Katharine Miller
2011-Aug-04 20:38 UTC
[R] randomForest partial dependence plot variable names
Hello, I am running randomForest models on a number of species. I would like to be able to automate the printing of dependence plots for the most important variables in each model, but I am unable to figure out how to enter the variable names into my code. I had originally thought to extract them from the $importance matrix after sorting by metric (e.g. %IncMSE), but the importance matrix is n by 2 - containing only the data for each metric (%IncMSE and IncNodePurity). It is clearly linked to the variable names, but I am unsure how to extract those names for use in scripting. Any assistance would be greatly appreciated as I am currently typing the variable names into each partialPlot call for every model I run.....and that is taking a LONG time.

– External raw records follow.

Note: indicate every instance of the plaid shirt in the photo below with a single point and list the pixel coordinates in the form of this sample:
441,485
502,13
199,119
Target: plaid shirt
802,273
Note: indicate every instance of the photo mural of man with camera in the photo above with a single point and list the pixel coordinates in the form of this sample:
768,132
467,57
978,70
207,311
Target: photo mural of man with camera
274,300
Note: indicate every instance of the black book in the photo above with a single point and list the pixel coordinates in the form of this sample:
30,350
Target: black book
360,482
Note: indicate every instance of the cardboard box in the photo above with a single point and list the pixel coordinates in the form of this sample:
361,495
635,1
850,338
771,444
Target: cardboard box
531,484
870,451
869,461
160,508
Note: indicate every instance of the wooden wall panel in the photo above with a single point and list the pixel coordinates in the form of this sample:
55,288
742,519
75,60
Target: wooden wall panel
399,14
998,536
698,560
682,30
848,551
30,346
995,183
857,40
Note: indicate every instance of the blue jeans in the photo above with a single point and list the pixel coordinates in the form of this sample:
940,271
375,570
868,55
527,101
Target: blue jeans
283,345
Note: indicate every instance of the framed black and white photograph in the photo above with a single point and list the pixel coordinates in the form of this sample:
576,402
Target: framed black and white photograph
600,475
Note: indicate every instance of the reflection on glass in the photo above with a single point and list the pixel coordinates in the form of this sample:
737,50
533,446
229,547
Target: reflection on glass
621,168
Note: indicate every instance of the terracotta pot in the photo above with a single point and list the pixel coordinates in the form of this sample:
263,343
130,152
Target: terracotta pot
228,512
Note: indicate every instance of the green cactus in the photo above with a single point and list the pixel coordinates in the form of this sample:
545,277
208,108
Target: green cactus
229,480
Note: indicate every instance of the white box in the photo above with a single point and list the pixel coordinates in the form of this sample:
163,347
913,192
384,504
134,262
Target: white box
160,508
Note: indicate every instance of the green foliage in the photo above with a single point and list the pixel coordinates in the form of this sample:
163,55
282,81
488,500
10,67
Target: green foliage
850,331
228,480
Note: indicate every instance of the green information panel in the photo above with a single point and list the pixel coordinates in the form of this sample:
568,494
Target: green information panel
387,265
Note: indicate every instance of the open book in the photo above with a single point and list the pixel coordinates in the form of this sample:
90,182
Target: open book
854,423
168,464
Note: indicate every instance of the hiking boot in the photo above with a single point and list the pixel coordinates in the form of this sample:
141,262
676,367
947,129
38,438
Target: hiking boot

Thanks! [[alternative HTML version deleted]]
See if the following is close to what you're looking for. If not, please
give more detail on what you want to do.
data(airquality)
airquality <- na.omit(airquality)
set.seed(131)
ozone.rf <- randomForest(Ozone ~ ., airquality, importance=TRUE)
imp <- importance(ozone.rf) # get the importance measures
impvar <- rownames(imp)[order(imp[, 1], decreasing=TRUE)] # get the sorted
names
op <- par(mfrow=c(2, 3))
for (i in seq_along(impvar)) {
partialPlot(ozone.rf, airquality, impvar[i], xlab=impvar[i],
main=paste("Partial Dependence on", impvar[i]),
ylim=c(30, 70))
}
par(op)
Andy
> -----Original Message-----
> From: r-help-bounces at r-project.org
> [mailto:r-help-bounces at r-project.org] On Behalf Of Katharine Miller
> Sent: Thursday, August 04, 2011 4:38 PM
> To: r-help at r-project.org
> Subject: [R] randomForest partial dependence plot variable names
>
> Hello,
>
> I am running randomForest models on a number of species. I
> would like to be
> able to automate the printing of dependence plots for the
> most important
> variables in each model, but I am unable to figure out how to
> enter the
> variable names into my code. I had originally thought to
> extract them from
> the $importance matrix after sorting by metric (e.g. %IncMSE), but the
> importance matrix is n by 2 - containing only the data for each metric
> (%IncMSE and IncNodePurity). It is clearly linked to the
> variable names,
> but I am unsure how to extract those names for use in scripting. Any
> assistance would be greatly appreciated as I am currently typing the
> variable names into each partialPlot call for every model I
> run.....and that
> is taking a LONG time.
>
> Thanks!
>
> [[alternative HTML version deleted]]
>
> ______________________________________________
> R-help at r-project.org mailing list
> https://stat.ethz.ch/mailman/listinfo/r-help
> PLEASE do read the posting guide
> http://www.R-project.org/posting-guide.html
> and provide commented, minimal, self-contained, reproducible code.
>
Notice: This e-mail message, together with any attachme...{{dropped:11}}
Possibly Parallel Threads
- randomForest: predictor importance (for regressions)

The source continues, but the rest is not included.